Rümelin was born in Ulm, one of eighteen children of merchant Hans Ludwig Rümelin and Elisabet Marchtaler. The theologian Johannes Piscadorius who was born in Rümelin may have been a relative but little is known of Rümelin's early life. He became a student at the University of Tübingen and matriculated in June 1602. He studied philosophy and became a master on 22 August 1604. He then went to Basel in 1605 and received a doctorate in 1607 with a dissertation titled "Medica de dentium statu et naturali et praeternaturali huiusque sublatione, illius vero conservatione determinatio, quam .... M. Johannes Remmelius Suevo Ulmensis inauguralis speciminis causa defensurus proponit". He then became a physician in Ulm but following disputes he moved out.
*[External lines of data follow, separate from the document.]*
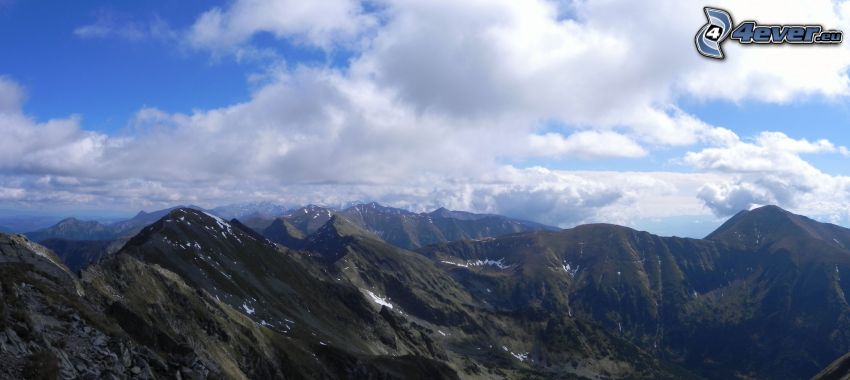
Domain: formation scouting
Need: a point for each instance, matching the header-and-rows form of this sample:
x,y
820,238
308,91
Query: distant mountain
x,y
24,223
761,297
78,254
75,229
204,297
399,227
837,370
248,210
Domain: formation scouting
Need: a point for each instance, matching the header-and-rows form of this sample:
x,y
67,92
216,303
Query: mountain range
x,y
375,292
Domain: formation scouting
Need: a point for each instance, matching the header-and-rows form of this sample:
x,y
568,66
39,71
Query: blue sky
x,y
489,107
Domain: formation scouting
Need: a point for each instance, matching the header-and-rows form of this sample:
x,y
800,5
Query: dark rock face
x,y
201,297
194,296
762,296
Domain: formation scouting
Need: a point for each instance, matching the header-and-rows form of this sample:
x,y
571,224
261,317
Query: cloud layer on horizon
x,y
438,99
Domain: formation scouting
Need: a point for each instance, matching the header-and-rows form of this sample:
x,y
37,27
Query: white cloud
x,y
437,96
771,170
586,144
110,24
11,95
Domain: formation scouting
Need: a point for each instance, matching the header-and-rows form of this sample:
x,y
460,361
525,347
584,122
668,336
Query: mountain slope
x,y
746,302
542,345
75,229
399,227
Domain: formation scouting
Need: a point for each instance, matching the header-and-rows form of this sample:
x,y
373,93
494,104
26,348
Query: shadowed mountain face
x,y
205,297
761,297
75,229
398,227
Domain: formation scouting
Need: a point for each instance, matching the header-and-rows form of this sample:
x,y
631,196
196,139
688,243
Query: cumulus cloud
x,y
771,170
436,97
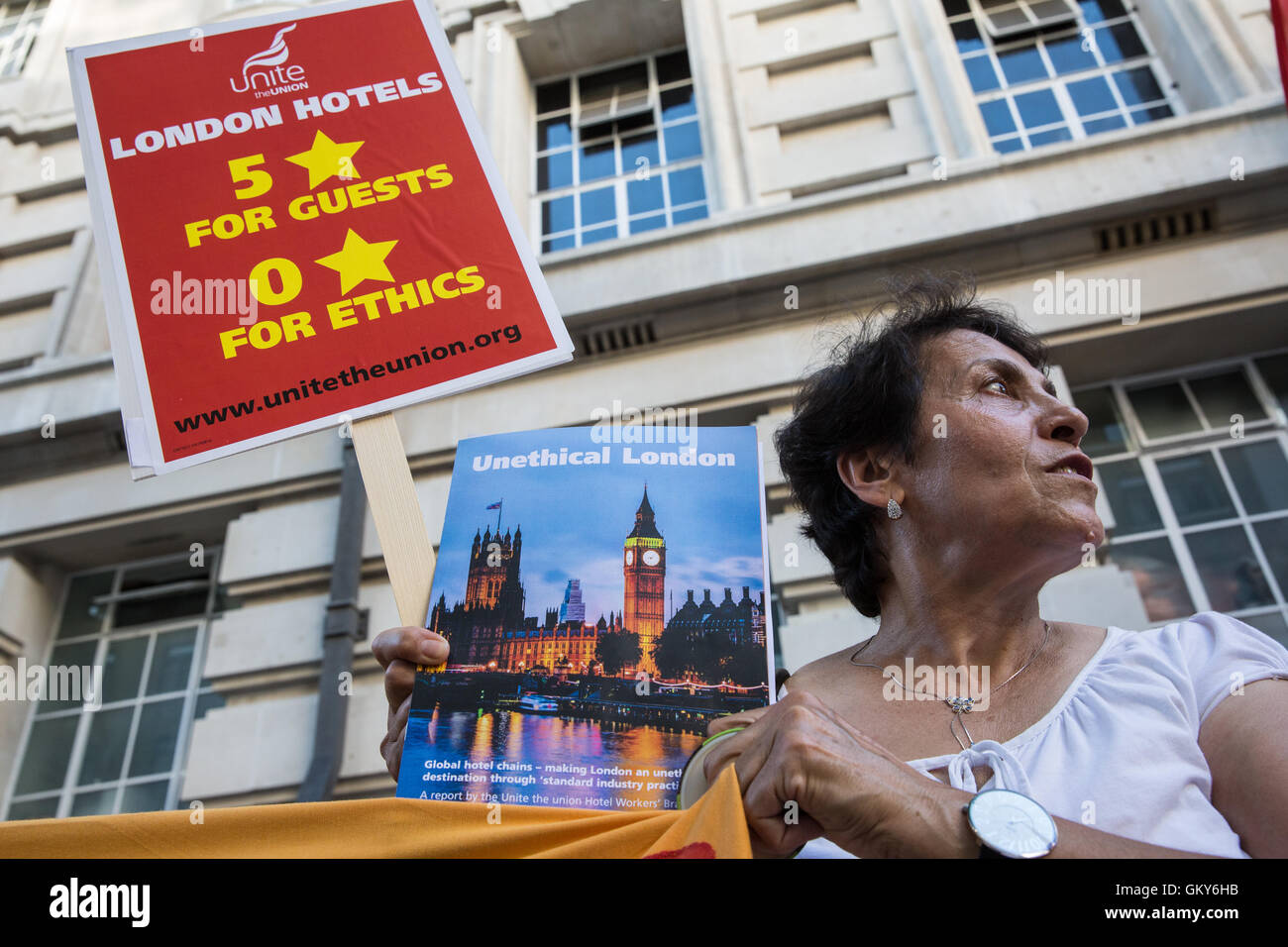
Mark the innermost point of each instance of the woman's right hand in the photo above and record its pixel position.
(399, 650)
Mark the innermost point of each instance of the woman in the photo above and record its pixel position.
(940, 474)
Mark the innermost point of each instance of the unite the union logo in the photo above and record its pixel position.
(267, 73)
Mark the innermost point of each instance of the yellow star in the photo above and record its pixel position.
(327, 158)
(360, 261)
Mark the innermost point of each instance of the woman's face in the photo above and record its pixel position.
(990, 437)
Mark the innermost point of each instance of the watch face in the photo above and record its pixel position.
(1012, 823)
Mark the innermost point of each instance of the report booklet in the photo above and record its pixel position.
(604, 591)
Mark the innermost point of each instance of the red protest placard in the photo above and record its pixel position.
(299, 221)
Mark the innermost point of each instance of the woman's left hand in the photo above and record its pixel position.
(805, 772)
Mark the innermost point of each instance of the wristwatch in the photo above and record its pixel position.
(1010, 825)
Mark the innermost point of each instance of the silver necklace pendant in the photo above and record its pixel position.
(960, 705)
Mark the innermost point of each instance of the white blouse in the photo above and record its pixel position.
(1120, 750)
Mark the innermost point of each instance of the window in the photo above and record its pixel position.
(1196, 471)
(1055, 71)
(20, 22)
(618, 151)
(143, 629)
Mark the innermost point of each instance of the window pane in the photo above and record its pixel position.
(1038, 108)
(1163, 410)
(554, 170)
(159, 731)
(206, 702)
(1068, 55)
(1196, 488)
(979, 71)
(648, 223)
(80, 615)
(639, 153)
(597, 235)
(554, 133)
(1274, 369)
(967, 37)
(683, 141)
(1005, 14)
(35, 808)
(599, 88)
(104, 750)
(1273, 536)
(1157, 575)
(557, 215)
(65, 673)
(123, 669)
(597, 206)
(1096, 11)
(172, 605)
(44, 764)
(1021, 64)
(1229, 570)
(1119, 42)
(1050, 9)
(553, 95)
(1060, 134)
(597, 161)
(677, 103)
(94, 802)
(558, 244)
(146, 796)
(171, 660)
(997, 118)
(1091, 95)
(1145, 115)
(1128, 496)
(1137, 86)
(687, 185)
(1107, 434)
(673, 67)
(1260, 475)
(644, 195)
(1222, 395)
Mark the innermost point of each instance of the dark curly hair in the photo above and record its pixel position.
(868, 394)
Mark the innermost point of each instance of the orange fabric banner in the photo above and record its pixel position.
(713, 827)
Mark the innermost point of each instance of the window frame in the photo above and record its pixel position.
(1055, 81)
(621, 176)
(1211, 441)
(103, 638)
(25, 33)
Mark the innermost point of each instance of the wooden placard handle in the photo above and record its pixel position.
(395, 509)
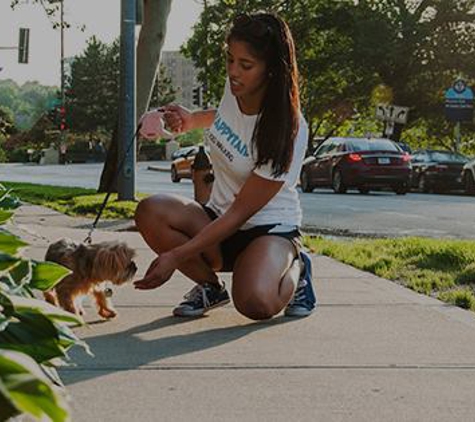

The cause of the problem was that the city regulations required doctors to only prescribe and let pharmacists provide the medicine. Rümelin as well as the doctors Hönes and Stromaier had to move out because they clashed with the pharmacists. They found the pharmacies were sloppy and began to obtain the drugs themselves for the patients. This led to their being denounced in 1611 and he was asked to give an explanation in 1613 by the city council. After further bureaucratic struggles, a house search, and confiscation of medicines, he became a city physician at Schorndorf in 1617. There he had a son, Johann Anastasius (b. 1621), who also became a physician. He has been said to have worked at Aalen around 1628 (but with little evidence) from where he moved to Augsburg as a plague doctor. His death was recorded in Augsburg in June 1629 according to the city archives (but without the date). Rümelin was married twice, first to Rosine Kallhardt from Ulm, widow of a Jakob Rüber in Konstanz, whom he married at Ulm in 1607. In 1609 he married Elisabeth Vesenbeck, daughter of theologian Johannes Vesenbeck of Ulm. His portrait was included in the 1619 Latin edition of his book. He also took an interest in mystical numerological studies and was noted as a collaborator of Johann Faulhaber.

Rümelin is best known for his work Catoptrum microcosmicum (meaning ). The illustrations were drawn by Lucas Kilian (1579–1637) and engraved in copper by Stephan Michelspacher. The work was made with three plates and foldouts and in some parts the anatomy went down to nearly 17 layers. In the 1613 edition, Remmelin's name was not visible but a supposed portrait and coat-of-arms was included on the first plate. An English edition was produced in 1702 by Clopton Havers. A Japanese edition, the first anatomy text in Japan, was produced by Motoki Ryōi in 1696 as 和蘭全賭内外分合図 (Oranda zenkunai gaibun gōzu).